The Geological Society is having a conference today on "Communicating Contested Geoscience", featuring sessions on carbon capture and storage and shale gas, and hearing from people like Iain Stewart and David Mackay.

I was interested by some tweets about Professor David Manning, the Geolsoc President, who was giving a keynote address at the start of the conference:

David Manning : supermarkets one of the biggest consumers of mining materials - alarmingly high potash usage for fertiliser

A question is asked about supply - are we running out? David Manning says with that is a big risk. CCG14

I couldn't help but recall a blog post by Tim Worstall on the subject of mineral reserves and mineral resources. This was a response to a claim by Jeremy Grantham that use of potash was going to have to be scaled back dramatically over the next 20-40 years, a position Worstall described as a schoolboy error, Grantham having confused reserves and resources:

Reserves, the numbers that Grantham is using, are the deposits that we know where they are, have drilled and tested them, we know how to extract and process them using current technology and we also know that we can make a profit doing so. They are the known known: and yes, this really is the number that Grantham is using.

Resources is a very different number. This is a combination of the unknown knowns and the known unknowns described above. For potash?

Estimated world resources total about 250 billion tons.

At the current usage rate of 33 million tonnes a year that gives us an over 7,000 year supply.

It's amazing that Professor Manning would make the same claim. So who is this chap who has got it so completely wrong?

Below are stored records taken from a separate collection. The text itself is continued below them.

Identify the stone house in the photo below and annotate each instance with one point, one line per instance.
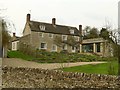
(98, 46)
(41, 35)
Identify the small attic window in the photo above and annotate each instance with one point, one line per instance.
(71, 31)
(42, 27)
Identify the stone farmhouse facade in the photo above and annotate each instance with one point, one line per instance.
(41, 35)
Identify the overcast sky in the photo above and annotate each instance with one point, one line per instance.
(94, 13)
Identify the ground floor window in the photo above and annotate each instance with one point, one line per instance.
(87, 48)
(65, 47)
(43, 46)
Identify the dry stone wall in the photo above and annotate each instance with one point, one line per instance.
(40, 78)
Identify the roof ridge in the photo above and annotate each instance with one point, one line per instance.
(56, 24)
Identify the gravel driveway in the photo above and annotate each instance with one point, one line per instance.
(15, 62)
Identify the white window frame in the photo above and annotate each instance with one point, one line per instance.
(55, 48)
(72, 49)
(51, 35)
(45, 45)
(64, 47)
(72, 31)
(76, 38)
(64, 39)
(42, 34)
(42, 27)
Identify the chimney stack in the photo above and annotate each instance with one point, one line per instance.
(80, 29)
(28, 18)
(53, 21)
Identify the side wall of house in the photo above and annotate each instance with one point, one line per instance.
(27, 30)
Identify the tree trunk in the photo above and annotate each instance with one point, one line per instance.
(118, 60)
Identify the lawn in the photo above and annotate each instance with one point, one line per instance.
(54, 57)
(96, 69)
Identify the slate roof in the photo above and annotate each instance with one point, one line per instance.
(49, 28)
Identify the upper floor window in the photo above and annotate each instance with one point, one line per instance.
(41, 34)
(64, 37)
(42, 27)
(71, 31)
(43, 46)
(64, 47)
(50, 35)
(76, 38)
(54, 48)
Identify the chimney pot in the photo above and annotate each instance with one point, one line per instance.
(80, 29)
(13, 34)
(28, 18)
(53, 21)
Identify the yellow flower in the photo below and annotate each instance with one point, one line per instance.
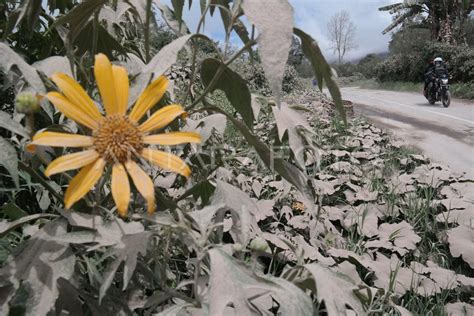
(117, 139)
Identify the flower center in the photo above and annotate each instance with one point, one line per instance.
(117, 139)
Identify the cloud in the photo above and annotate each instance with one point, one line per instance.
(312, 16)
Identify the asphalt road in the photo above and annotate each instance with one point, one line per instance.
(445, 135)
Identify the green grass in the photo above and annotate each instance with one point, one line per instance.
(458, 90)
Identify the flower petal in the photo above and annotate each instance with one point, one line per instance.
(121, 88)
(162, 118)
(71, 162)
(54, 139)
(174, 138)
(83, 182)
(166, 161)
(74, 92)
(143, 184)
(152, 94)
(120, 188)
(105, 81)
(70, 110)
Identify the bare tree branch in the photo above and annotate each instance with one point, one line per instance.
(342, 33)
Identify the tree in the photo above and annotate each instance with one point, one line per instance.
(444, 18)
(342, 34)
(409, 39)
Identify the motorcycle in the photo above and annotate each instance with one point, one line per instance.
(438, 90)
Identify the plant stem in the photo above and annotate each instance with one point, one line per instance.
(219, 72)
(40, 179)
(147, 30)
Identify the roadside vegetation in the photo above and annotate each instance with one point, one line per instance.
(218, 182)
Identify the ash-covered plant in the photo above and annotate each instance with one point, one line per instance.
(123, 235)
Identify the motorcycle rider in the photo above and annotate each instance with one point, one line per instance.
(435, 69)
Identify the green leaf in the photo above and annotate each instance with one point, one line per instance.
(288, 171)
(204, 217)
(9, 160)
(6, 226)
(79, 17)
(274, 22)
(166, 57)
(232, 283)
(232, 84)
(7, 122)
(161, 62)
(11, 58)
(178, 10)
(12, 211)
(290, 121)
(106, 43)
(321, 69)
(178, 26)
(54, 64)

Well, it turns out he is professor of soil science at Newcastle University, where, on his webpage, he tells us a bit more about his interests:

I'm interested in how soils and plants interact in response to climate change, and how we can exploit soil processes to minimise the effects of anthropogenic greenhouse gas emissions.

I use my research-based understanding of how soils and their constituent minerals interact with the biosphere in two contexts: 1) carbon capture (through carbonate precipitation or biochar addition), and 2) plant nutrient supply (especially novel sources of K).

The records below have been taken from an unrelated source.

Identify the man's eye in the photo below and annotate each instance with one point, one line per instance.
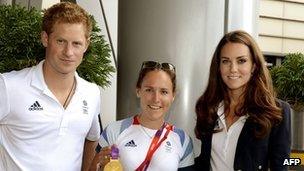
(164, 92)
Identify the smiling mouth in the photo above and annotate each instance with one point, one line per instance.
(233, 77)
(66, 60)
(154, 107)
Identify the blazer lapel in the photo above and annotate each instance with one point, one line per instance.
(244, 140)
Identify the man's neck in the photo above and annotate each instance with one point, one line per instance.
(57, 82)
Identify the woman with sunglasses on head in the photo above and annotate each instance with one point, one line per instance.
(241, 125)
(145, 141)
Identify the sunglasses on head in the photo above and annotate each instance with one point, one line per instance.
(163, 66)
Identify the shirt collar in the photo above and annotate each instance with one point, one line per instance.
(221, 117)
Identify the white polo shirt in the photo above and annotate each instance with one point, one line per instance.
(224, 142)
(36, 132)
(133, 142)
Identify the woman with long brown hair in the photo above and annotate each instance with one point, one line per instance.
(241, 125)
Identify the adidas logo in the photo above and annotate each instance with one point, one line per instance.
(131, 144)
(35, 106)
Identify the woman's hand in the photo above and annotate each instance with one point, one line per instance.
(101, 159)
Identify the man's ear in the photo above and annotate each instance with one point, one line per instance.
(137, 92)
(44, 38)
(87, 44)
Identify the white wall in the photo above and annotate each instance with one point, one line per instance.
(109, 95)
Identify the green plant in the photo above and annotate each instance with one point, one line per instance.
(20, 45)
(288, 80)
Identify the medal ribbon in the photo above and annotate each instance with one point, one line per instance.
(156, 142)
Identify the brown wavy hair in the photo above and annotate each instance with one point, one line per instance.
(66, 12)
(258, 99)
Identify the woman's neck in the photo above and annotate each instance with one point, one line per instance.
(148, 123)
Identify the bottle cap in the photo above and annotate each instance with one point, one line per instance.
(114, 152)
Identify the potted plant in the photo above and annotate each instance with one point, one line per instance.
(20, 45)
(288, 80)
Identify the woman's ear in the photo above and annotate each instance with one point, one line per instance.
(44, 38)
(253, 68)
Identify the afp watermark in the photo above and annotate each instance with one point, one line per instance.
(292, 162)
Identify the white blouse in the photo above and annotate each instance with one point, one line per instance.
(224, 142)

K? Isn't that...potassium...potash? Now that's interesting. If you look at one of Prof Manning's papers, you see that Prof Manning is well aware that there are other mineral sources of potassium - it's what his research is about. He alludes to recent price rises in the abstract, but as Worstall points out elsewhere, this is because of the Russians misusing their market muscle rather than because of shortages.

So I'm struggling to believe that Prof Manning is not fully aware that there is no impending shortage of potassium. How then to explain his telling the Geological Society conference that there is?